Bdellium (Heb. Bedoloch) is mentioned in Genesis, ii, 12, as being found along with gold and onyx in the land of Havilah, near the Garden of Eden. The association with gold and onyx suggests that bdellium was a precious stone. The Septuagint translates the word in Genesis, anthrax, carbuncle; but renders the same Hebrew word in Numbers, xi, 7, where the manna is likened to bdellium, by Krystallos, crystals. The Greek bdellion described by Dioscorides and Pliny was the fragrant gum from a species of Balsamodendron, and this word was almost certainly derived from an Eastern source, and might easily have been originally a generic term for pearls. Pearls would better than anything else fit the reference in Numbers (“like coriander seed, and the appearance thereof as the appearance of bdellium”), and this is the meaning attached to the word in the rabbinical traditions. Some authorities have conjectured that the “ד” (d) of bedolach may have been substituted for “ר” (r) berolach, so that the beryl stone may have been intended.
Aloes Wood.
References to aloes are frequent in the Scriptures.
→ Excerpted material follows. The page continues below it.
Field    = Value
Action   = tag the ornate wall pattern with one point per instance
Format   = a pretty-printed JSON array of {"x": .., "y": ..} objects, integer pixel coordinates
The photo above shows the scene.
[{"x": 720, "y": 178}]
The first allusion is found in Numbers, xxiv, 6, when in his poetic prophecy Balaam describes Israel flourishing “as lign-aloes which the Lord hath planted.” The other allusions occur in Psalm xlv, 8, Proverbs, vii, 17, Canticles, iv, 14, and John, xix, 39. In the four last-named passages aloes is associated with myrrh as a perfume. Of course it is understood that the lign or lignum aloes, the perfumed wood of the aquilaria agallocha, the eagle wood of India, is meant, but as that tree is believed not to have been known except in the Malayan peninsula in the days of Balaam, critics have remarked on the extraordinary circumstance that it should be used as a simile by an orator in Palestine who would naturally select objects for comparison familiar to his hearers. It has been suggested, and with much force, that the original word in Balaam’s prophecy may have been the Hebrew word for the palm or date tree. The Septuagint translates the word “tents.”